Lessons in Motherhood
This is a list I'd never thought I'd write. I hoped I would. I prayed I would. But honestly, after eight years of trying to have a baby (including three years of waiting to adopt), I stopped believing.
As I type this, I'm watching my baby sleep in her swing. She's chirping and squeaking the morning away as I work. This little miracle is almost three months old.
When you wait so long to become a mother, you discover some things are exactly as you imagined, while others are a total surprise. This new role has changed me, yet I'm also still very much me.
So what have I learned?
- I didn't know what to expect when the nurses placed her in my arms for the first time. She was less than five pounds, yet I really wasn't afraid or unsure. Much to my shock and amazement, I felt like she was always mine.
- New motherhood is like being in love. You can't wait to see them, smell them, hold them. But you're also tired, distracted, and your whole word is turned upside down - in the best way possible.
- Sleep is NOT overrated. The first six weeks of motherhood kicked my ass but good. It was as hard as I thought it would be at 44. And even when you do sleep, you're never fully at rest. I'm guessing it will feel this way for at least the next 18 years.
- My anxiety hasn't taken over. It rose to the top when I thought she had a fever the first week or cried for two hours straight, but it's also been much more manageable than I anticipated. Being busy and exhausted probably helps.
- The strain on your relationship is real. We played a daily game of "who did more". The lack of time together, the exhaustion and 24/7 baby duty was a challenge, particularly as we both tried to manage working from home together.

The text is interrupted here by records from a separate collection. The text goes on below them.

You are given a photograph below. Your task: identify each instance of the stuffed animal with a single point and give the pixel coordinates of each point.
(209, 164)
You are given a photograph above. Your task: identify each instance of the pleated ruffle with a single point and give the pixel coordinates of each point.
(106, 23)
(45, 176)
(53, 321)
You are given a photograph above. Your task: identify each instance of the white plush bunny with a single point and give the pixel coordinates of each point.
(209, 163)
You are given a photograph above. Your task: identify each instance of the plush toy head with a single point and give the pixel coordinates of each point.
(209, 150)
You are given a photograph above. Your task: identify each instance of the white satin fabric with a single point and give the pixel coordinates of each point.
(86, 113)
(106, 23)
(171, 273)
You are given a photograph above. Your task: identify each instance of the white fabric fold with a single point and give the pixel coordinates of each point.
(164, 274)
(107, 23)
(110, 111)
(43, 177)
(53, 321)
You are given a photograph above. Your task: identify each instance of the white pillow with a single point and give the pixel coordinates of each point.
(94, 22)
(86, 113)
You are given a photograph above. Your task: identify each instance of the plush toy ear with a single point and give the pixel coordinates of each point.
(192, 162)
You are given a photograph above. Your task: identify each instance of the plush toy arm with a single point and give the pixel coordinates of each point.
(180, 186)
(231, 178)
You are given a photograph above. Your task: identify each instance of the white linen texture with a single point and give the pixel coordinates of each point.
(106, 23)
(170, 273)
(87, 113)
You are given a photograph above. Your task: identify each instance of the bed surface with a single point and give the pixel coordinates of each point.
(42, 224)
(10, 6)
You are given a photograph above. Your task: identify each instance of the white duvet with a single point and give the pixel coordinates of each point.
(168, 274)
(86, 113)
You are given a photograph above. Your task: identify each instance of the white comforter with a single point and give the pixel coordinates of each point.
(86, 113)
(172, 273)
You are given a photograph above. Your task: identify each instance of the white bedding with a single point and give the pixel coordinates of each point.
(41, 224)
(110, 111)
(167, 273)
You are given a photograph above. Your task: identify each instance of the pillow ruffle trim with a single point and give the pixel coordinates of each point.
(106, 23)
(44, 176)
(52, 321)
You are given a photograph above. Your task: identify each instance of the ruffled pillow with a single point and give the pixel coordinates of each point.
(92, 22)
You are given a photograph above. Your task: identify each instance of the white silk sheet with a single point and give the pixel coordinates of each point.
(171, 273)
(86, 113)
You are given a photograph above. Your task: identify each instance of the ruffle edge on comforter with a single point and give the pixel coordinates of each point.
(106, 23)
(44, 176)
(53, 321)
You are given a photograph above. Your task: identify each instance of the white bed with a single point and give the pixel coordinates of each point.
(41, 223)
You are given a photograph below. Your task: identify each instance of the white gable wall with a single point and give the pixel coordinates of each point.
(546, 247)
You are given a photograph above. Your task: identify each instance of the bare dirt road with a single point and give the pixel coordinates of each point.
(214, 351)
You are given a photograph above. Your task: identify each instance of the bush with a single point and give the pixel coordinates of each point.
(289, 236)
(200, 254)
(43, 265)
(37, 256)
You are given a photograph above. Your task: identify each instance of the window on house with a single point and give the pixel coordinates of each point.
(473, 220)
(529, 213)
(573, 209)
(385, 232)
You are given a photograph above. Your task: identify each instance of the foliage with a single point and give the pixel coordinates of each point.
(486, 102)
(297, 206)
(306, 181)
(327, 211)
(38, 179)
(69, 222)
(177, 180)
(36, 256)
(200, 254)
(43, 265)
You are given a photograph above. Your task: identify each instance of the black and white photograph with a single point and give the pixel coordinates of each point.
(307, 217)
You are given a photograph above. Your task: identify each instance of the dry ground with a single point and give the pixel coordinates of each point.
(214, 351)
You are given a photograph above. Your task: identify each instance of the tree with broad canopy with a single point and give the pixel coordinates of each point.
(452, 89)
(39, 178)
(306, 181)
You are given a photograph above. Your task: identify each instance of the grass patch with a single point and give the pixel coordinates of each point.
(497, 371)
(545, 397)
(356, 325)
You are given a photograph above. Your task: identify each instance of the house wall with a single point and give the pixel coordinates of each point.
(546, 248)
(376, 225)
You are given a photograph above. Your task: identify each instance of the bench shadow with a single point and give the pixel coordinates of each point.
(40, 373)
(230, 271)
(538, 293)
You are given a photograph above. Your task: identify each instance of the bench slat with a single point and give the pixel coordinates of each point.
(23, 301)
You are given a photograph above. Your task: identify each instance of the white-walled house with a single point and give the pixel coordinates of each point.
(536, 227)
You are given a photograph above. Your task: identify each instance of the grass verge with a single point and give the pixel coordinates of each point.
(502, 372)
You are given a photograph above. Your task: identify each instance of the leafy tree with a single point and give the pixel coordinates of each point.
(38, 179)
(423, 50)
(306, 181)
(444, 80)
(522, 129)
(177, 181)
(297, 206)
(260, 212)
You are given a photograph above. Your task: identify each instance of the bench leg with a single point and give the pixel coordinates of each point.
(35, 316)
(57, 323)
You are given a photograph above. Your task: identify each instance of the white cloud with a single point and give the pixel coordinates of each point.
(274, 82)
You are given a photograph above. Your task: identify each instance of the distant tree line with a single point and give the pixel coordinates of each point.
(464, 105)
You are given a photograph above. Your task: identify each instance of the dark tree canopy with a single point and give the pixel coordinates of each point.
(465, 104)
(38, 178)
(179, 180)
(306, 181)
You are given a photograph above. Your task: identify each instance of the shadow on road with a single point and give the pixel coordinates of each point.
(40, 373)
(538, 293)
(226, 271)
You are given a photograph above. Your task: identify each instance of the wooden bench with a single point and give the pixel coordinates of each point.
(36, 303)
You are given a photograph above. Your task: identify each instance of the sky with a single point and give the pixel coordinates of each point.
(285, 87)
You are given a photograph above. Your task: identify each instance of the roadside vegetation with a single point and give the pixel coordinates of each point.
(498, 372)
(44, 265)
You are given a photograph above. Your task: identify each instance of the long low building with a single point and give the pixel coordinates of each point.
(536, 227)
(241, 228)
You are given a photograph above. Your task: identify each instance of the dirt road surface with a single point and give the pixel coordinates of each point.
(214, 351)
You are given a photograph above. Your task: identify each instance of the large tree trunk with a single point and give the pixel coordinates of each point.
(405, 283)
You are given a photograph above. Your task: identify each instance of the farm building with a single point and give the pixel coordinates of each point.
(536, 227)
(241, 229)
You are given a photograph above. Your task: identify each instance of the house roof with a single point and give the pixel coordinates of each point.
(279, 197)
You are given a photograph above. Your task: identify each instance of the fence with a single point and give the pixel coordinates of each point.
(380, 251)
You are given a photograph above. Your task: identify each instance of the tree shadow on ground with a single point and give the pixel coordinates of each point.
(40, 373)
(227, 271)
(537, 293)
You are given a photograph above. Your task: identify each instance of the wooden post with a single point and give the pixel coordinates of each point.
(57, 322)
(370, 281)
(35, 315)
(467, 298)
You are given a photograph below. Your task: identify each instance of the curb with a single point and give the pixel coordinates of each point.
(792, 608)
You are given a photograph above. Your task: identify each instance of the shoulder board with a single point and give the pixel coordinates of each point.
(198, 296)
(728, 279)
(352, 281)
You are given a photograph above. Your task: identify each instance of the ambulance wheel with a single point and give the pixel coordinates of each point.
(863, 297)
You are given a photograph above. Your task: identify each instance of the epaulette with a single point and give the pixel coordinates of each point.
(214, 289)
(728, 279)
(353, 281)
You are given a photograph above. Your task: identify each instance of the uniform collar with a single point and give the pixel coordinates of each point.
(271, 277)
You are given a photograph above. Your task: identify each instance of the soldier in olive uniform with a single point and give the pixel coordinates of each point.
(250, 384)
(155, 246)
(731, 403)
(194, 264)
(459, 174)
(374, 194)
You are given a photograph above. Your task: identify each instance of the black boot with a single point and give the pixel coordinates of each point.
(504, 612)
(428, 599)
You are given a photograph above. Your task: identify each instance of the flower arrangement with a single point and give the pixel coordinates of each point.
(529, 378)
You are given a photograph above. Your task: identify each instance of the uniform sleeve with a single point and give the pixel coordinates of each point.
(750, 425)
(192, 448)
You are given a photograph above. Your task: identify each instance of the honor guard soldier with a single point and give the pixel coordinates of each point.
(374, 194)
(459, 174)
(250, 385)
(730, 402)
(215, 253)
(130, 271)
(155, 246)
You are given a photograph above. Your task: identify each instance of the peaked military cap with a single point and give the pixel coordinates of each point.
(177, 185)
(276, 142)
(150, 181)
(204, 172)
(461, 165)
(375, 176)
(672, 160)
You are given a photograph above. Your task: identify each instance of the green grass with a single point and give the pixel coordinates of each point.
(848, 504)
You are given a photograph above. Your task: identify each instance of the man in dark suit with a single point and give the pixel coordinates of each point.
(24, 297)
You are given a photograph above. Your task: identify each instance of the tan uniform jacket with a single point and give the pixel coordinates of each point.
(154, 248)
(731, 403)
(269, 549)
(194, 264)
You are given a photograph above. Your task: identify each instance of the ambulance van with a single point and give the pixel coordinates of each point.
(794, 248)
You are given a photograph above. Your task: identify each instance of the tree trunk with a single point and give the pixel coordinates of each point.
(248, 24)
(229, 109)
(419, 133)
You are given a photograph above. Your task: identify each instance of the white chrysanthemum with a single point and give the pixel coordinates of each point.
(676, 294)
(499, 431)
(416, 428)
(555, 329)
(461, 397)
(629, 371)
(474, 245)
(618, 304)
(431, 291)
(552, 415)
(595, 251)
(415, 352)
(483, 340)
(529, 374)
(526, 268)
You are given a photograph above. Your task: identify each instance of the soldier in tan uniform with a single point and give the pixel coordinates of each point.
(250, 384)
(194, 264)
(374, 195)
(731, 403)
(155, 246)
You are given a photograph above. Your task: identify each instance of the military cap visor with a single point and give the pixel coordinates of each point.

- My husband is a great dad. This one is not a surprise. He's great with young kids - the fun uncle. But that guy isn't always confident and nurturing with infants. Turns out, he is and it has made all of the difference for this mom.
- I still had a life. I've been to two movies, a brunch, the spa, one dinner and a work happy hour. I still texted my friends about frivolous things like Ben and Jen's reconciliation and Charlie Hunnam's new movie trailer. And I don't plan on changing that.
- I never really bought the whole "can't take a shower" thing. I thought it was overdramatized. Well, I could not have been more wrong. I looked like a homeless person for two months straight. Mea culpa mammas.
- I wasn't sure how family and friends would welcome and accept a baby via adoption. I knew they were supportive etc., but I never imagined how much they could love her. Just like that.
- And finally, this. I'm an outgoing person. I have a great network of family and friends. I knew this. But I never imagined the immense outpouring of love we would receive from friends, family and acquaintances near and far. The fact that our story and our baby could touch so many people is part of this miracle.